- Country: Nepal
- Location: Kaski District
- Coordinates: 28°13′50″N 83°57′54″E﻿ / ﻿28.23056°N 83.96500°E
- Purpose: Power and irrigation
- Status: Operational
- Owner: Nepal Electricity Authority

Dam and spillways
- Type of dam: run-of-river

Power Station
- Commission date: 1985
- Installed capacity: 1.5 MW

= Seti Hydropower Station =

Commissioned in 1985 AD at Nadipur in Pokhara, Nepal, Seti Hydropower Station has an installed capacity of 1.5 MW. Water from the Seti Gandaki River is dammed to provide electricity which is later used for irrigation.

==Seti Hydropower Project==
Seti Hydropower Station is a run of river type with installed capacity of 1.5 MW and design generation of 9.8 GWh consisting of 3 units each 0.5 MW. It is located at Nadipur, Pokhara and was commissioned in 1985 AD with assistance from Government of People’s Republic of China and Government of Nepal.
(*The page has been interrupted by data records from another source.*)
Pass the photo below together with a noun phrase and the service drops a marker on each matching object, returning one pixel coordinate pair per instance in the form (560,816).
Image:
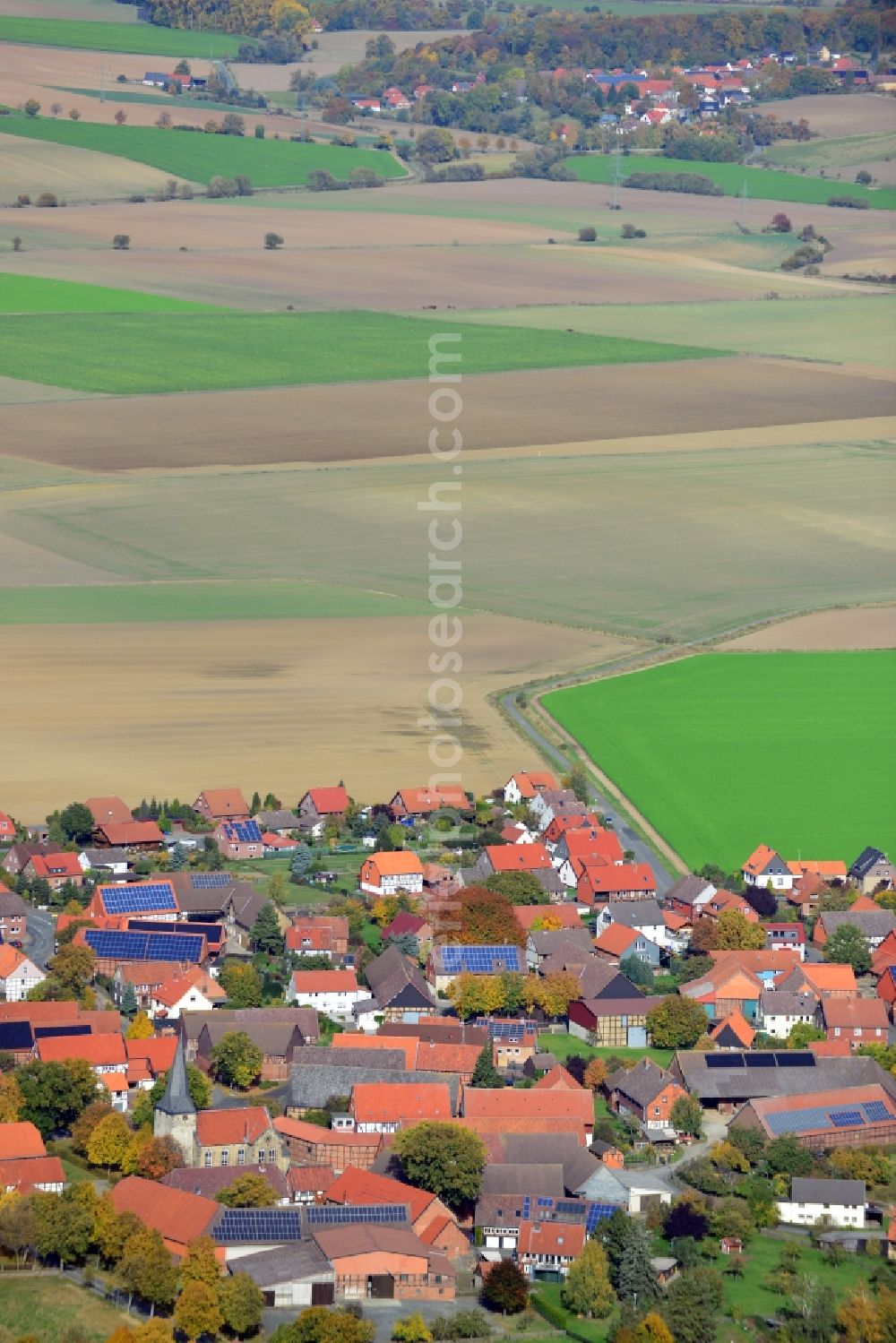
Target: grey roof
(688,890)
(734,1082)
(177,1098)
(641,1082)
(512,1178)
(849,1192)
(872,923)
(774,1003)
(277,820)
(560,939)
(287,1264)
(311,1088)
(209,1181)
(866,860)
(635,914)
(244,1018)
(390,973)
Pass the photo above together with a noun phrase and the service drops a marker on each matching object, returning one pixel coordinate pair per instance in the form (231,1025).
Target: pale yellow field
(271,704)
(857,627)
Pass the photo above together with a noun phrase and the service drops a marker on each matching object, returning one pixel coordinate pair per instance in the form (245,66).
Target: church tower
(175,1115)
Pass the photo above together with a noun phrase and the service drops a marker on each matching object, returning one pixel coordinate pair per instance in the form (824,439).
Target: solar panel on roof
(847,1119)
(876,1111)
(153,895)
(210,880)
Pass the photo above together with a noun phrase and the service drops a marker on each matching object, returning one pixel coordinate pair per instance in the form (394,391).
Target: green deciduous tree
(587,1289)
(676,1022)
(443,1158)
(237,1060)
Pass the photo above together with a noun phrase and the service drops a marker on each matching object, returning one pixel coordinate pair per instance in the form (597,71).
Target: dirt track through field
(365,420)
(853,627)
(300,699)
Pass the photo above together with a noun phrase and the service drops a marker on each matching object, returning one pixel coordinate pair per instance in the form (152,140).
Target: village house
(218,805)
(841,1201)
(18,974)
(872,869)
(320,806)
(332,992)
(13,917)
(239,839)
(390,874)
(522,788)
(766,868)
(646,1092)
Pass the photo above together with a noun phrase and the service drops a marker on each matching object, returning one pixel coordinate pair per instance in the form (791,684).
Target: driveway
(629,839)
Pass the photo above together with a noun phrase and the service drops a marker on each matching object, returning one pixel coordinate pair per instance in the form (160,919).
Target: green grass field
(860,330)
(45,1307)
(35,295)
(762,183)
(193,602)
(198,158)
(726,751)
(196,352)
(136,38)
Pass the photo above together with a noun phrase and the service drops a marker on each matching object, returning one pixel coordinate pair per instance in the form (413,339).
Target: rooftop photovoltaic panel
(343,1214)
(153,895)
(876,1111)
(258,1225)
(210,880)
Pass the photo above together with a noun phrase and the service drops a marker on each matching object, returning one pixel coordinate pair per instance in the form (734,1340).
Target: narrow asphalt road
(40,939)
(642,852)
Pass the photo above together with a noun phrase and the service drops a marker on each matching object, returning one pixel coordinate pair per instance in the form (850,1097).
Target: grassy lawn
(564,1045)
(199,158)
(37,295)
(45,1307)
(860,330)
(218,350)
(762,183)
(136,38)
(225,600)
(764,728)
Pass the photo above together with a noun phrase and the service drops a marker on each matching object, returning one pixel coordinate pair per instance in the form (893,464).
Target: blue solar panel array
(341,1214)
(258,1225)
(210,880)
(152,895)
(246,831)
(567,1210)
(144,946)
(479,960)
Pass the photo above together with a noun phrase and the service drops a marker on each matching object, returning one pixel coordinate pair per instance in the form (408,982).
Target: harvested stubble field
(664,530)
(584,406)
(156,352)
(761,183)
(34,168)
(344,689)
(858,331)
(664,732)
(199,158)
(844,629)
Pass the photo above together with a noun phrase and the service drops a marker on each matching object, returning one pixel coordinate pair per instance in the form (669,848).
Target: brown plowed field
(300,700)
(389,419)
(853,627)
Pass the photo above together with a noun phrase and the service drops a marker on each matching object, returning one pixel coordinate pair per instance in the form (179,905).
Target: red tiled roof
(328,801)
(358,1186)
(177,1216)
(220,1127)
(99,1050)
(21,1139)
(408,1103)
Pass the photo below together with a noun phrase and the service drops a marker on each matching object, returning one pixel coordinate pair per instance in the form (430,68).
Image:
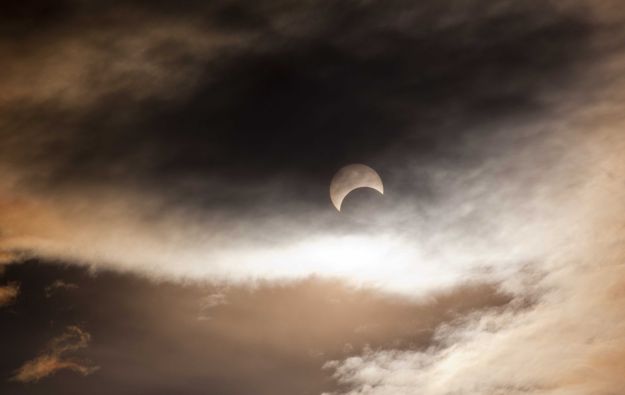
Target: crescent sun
(353,177)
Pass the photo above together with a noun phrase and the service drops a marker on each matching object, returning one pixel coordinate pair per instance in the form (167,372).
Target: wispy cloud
(54,357)
(58,285)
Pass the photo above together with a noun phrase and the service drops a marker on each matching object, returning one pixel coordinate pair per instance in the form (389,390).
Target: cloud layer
(54,358)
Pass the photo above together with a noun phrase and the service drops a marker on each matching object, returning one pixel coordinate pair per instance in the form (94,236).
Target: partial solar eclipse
(353,177)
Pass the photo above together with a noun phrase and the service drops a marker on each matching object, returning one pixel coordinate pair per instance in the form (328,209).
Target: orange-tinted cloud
(55,359)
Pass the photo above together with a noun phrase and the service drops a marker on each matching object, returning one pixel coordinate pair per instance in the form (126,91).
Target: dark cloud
(302,89)
(273,339)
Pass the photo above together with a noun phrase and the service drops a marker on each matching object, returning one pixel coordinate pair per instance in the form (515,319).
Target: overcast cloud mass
(165,223)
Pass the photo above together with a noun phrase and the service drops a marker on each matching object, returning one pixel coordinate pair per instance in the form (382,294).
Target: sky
(166,225)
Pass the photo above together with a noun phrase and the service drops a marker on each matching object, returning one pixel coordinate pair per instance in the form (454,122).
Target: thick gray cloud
(193,142)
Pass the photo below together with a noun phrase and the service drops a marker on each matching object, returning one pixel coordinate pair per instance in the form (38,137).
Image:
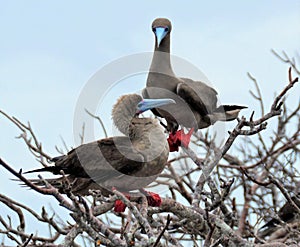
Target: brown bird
(196,103)
(126,163)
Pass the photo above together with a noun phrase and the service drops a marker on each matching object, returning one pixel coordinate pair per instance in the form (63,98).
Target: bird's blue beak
(148,104)
(160,33)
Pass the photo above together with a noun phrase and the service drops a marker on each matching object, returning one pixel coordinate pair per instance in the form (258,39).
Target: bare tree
(229,195)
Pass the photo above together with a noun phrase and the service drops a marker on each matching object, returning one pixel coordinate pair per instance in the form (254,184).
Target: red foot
(179,139)
(119,205)
(153,199)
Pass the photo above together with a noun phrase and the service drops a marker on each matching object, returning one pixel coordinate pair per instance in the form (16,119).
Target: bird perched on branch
(126,163)
(196,103)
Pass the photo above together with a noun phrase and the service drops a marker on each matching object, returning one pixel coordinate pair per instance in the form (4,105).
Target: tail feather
(53,169)
(228,112)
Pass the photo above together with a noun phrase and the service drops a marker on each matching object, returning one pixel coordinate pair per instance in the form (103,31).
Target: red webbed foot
(153,199)
(119,205)
(179,138)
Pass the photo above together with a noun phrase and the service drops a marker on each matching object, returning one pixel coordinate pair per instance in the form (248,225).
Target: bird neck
(145,133)
(161,61)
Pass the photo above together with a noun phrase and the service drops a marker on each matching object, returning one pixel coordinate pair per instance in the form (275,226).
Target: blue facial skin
(160,33)
(148,104)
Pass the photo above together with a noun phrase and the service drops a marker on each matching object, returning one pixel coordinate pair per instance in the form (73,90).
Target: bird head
(130,106)
(161,28)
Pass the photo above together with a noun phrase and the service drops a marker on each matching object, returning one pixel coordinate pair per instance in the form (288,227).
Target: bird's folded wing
(198,95)
(102,159)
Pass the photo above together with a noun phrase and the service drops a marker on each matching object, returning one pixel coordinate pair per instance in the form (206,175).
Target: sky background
(50,49)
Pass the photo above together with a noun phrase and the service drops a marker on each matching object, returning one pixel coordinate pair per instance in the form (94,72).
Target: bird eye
(140,104)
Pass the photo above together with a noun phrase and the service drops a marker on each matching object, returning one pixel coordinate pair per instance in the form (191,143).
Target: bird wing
(198,95)
(101,160)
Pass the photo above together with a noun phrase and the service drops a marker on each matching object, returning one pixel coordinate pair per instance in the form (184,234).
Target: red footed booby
(196,103)
(126,163)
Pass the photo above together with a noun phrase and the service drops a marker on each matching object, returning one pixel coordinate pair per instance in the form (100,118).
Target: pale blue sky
(50,49)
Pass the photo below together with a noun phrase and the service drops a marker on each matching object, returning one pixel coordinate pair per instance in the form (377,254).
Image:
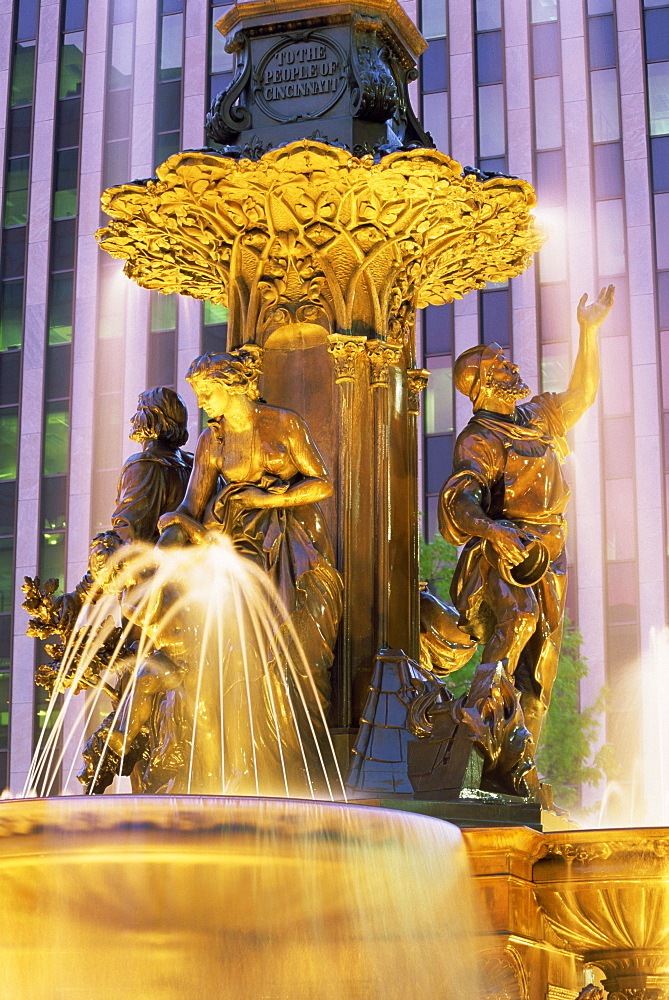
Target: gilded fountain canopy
(310,240)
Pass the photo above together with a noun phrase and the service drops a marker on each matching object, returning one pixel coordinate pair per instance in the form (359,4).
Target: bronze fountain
(323,218)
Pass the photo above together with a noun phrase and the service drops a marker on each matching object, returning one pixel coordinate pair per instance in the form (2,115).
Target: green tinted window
(6,574)
(214,314)
(56,438)
(65,184)
(4,710)
(60,307)
(16,195)
(23,74)
(11,314)
(9,436)
(171,46)
(658,97)
(71,65)
(163,312)
(52,557)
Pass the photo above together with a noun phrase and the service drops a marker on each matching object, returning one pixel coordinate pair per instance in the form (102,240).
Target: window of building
(433,19)
(610,237)
(488,15)
(659,151)
(438,397)
(550,178)
(23,74)
(601,42)
(546,49)
(604,95)
(434,67)
(9,437)
(547,112)
(71,65)
(543,10)
(56,438)
(658,98)
(438,329)
(438,461)
(608,169)
(120,63)
(171,47)
(656,23)
(489,58)
(492,141)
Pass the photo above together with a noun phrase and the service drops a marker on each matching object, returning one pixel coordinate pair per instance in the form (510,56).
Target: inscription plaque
(300,79)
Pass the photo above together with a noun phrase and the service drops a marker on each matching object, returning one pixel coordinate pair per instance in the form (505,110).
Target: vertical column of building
(569,263)
(29,532)
(463,148)
(214,319)
(109,415)
(617,403)
(649,307)
(161,348)
(436,321)
(7,420)
(494,304)
(549,173)
(195,104)
(145,154)
(60,312)
(521,304)
(18,61)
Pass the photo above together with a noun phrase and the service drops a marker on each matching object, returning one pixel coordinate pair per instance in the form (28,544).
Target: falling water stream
(208,895)
(218,678)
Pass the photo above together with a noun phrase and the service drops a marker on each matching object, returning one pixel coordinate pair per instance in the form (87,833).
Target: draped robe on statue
(515,461)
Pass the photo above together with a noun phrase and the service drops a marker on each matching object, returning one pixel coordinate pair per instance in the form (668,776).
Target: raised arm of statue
(584,382)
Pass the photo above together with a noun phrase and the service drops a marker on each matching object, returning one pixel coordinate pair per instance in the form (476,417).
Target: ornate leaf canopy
(309,233)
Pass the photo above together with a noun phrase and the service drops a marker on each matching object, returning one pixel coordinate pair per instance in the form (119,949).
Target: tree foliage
(569,732)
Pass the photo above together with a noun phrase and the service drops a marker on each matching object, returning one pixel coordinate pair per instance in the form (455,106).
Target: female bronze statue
(273,479)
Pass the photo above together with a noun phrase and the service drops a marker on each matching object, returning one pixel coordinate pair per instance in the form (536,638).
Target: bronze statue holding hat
(505,502)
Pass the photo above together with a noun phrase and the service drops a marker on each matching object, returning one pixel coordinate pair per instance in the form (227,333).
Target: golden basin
(605,894)
(147,897)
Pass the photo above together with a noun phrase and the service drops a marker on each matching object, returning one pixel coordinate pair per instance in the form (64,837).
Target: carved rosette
(309,239)
(345,350)
(417,379)
(381,356)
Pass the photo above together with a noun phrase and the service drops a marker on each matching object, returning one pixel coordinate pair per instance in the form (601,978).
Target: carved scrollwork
(583,853)
(365,242)
(417,379)
(345,350)
(375,96)
(504,977)
(226,119)
(381,356)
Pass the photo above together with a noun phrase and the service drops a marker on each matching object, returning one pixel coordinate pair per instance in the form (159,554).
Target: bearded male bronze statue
(505,501)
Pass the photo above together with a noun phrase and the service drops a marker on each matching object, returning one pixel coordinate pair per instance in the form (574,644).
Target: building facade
(572,95)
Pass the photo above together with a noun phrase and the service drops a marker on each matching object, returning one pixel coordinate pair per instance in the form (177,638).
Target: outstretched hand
(595,314)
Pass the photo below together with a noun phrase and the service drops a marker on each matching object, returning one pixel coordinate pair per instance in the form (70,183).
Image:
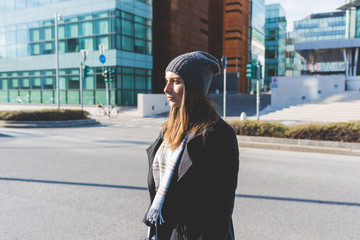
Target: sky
(299,9)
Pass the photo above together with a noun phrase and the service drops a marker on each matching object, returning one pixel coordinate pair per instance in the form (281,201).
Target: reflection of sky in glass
(258,14)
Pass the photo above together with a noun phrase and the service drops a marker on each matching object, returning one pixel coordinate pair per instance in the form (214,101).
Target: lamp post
(57,17)
(224,64)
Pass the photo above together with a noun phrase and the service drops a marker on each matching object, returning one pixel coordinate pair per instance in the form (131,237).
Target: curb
(300,145)
(48,124)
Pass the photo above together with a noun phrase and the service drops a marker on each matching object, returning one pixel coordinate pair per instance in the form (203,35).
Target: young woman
(193,165)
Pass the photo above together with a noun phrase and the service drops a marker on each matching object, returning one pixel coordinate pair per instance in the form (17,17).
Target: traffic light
(249,70)
(112,75)
(86,70)
(106,75)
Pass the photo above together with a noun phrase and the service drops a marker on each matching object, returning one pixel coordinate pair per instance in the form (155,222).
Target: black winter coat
(200,200)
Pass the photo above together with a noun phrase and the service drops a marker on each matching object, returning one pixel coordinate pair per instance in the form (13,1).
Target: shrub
(258,128)
(43,115)
(343,132)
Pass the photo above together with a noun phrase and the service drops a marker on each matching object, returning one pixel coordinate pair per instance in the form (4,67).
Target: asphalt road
(90,183)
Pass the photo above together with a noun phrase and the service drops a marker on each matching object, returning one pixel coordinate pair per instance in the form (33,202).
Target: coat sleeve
(219,170)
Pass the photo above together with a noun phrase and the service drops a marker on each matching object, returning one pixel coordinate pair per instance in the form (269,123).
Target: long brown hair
(195,114)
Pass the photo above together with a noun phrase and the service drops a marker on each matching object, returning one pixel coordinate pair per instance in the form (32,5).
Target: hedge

The power canal for this power station is jointly used for irrigation purposes looked after by Department of Irrigation and hence, the operation of this power station is affected by irrigation as well. The cumulative generation of Seti HPS has reached 254.77 GWh till 2011/12 from its first run. The station has generated 11.62 GWh in FY 2010/11 and 10.41 GWh in FY 2011/12 with decrease of 10.37%. The station contributed 0.25% of the total energy in the INPS in 2011/12.